= Ibn Hamušk =

12th-century Iberian warlord

Ibrahim b. Ahmed b. Moharech b. Hamusk (fl. 1144–1172), known as Hemochico in the Christian chronicles, referred to simply as Ibn Hamušk, (Note: Also hispanicised by Mariano Gaspar Remiro as Abenhamusco.) was a warlord in 12th-century Iberia. He was a close collaborator of his son-in-law Ibn Mardanīsh (the so-called 'Wolf King') in the latter's resistance efforts against the Almohads. He betrayed Ibn Mardanīsh later in his life, siding with the Almohads.

== Biography ==
He was of Muladi Aragonese or Christian background. In the context of the series of revolts against Almoravid rule in the Iberian Peninsula, Ibn Hamušk rose against the Almoravids in Hisn Saqubus (Socovos) in 1144, and took over Segura in 1147. Presented as ruler of Murcia, he and Ibn Mardanīsh (presented as ruler of Valencia) held talks with Alfonso VII in February 1149.
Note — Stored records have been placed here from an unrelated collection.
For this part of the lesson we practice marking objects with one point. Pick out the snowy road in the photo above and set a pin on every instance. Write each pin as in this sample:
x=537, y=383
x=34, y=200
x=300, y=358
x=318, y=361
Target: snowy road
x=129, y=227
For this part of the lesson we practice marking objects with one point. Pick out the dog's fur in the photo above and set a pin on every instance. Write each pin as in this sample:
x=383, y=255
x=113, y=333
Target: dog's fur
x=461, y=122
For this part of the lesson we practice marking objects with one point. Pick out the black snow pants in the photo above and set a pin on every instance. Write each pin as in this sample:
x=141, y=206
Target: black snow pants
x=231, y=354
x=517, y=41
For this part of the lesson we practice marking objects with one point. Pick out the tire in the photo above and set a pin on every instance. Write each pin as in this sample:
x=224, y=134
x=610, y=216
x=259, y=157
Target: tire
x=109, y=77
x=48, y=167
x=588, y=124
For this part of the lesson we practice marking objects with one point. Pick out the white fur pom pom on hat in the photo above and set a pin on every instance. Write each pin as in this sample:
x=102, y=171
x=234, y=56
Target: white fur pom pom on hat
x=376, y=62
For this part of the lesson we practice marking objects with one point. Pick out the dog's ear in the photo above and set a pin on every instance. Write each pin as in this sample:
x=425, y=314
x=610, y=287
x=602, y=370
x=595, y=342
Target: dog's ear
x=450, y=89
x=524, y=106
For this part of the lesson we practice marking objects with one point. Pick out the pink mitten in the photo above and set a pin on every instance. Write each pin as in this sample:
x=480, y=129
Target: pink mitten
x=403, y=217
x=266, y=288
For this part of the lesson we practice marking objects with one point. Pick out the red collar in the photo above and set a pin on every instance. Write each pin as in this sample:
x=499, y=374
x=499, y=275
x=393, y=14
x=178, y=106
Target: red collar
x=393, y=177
Alongside his son-in-law Ibn Mardanīsh, they created an anti-Almohad stronghold in Eastern al-Andalus. They left Murcia at the helm of an army largely consisting of Christian troops and took Jaén in 1159, hereby creating an independent state ruled by Ibn Hamušk centered in the city, which also spanned to other sizeable cities such as Úbeda and Baeza. Both Ibn Hamušk and Ibn Mardanīsh allied with Christians to attack Córdoba in 1158–1160, failing to conquer the city but ravaging the countryside. He took Écija and Carmona in 1160. He also unsuccessfully laid siege to Seville. He took Granada in 1162, with the inside help from local Jews who had been reportedly forced to convert to Islam. The city was lost thereafter as an Almohad support army led by Abu Yaqub Yusuf came from overseas and forced Ibn Hamušk and Ibn Mardanīsh to flee east.

He betrayed his son-in-law, perhaps influenced by the alleged mistreatment of his daughter by Ibn Mardanīsh (Ibn Mardanīsh's wife, who was repudiated), or because he may have taken offence by some words said by Ibn Mardanīsh after a defeat near Murcia. Whatever the case, he pledged allegiance to the Almohad caliph in 1169. The territories of the Sierra del Segura passed to Almohad control. He took part in a 1172 offensive at the service of the Almohads, taking away from Christians the places of Vilches and Alcaraz, which were handed to him.

According to Ibn Sa'īd's account, Ibn Hamušk displayed an extremely violent and bloodthirsty behaviour.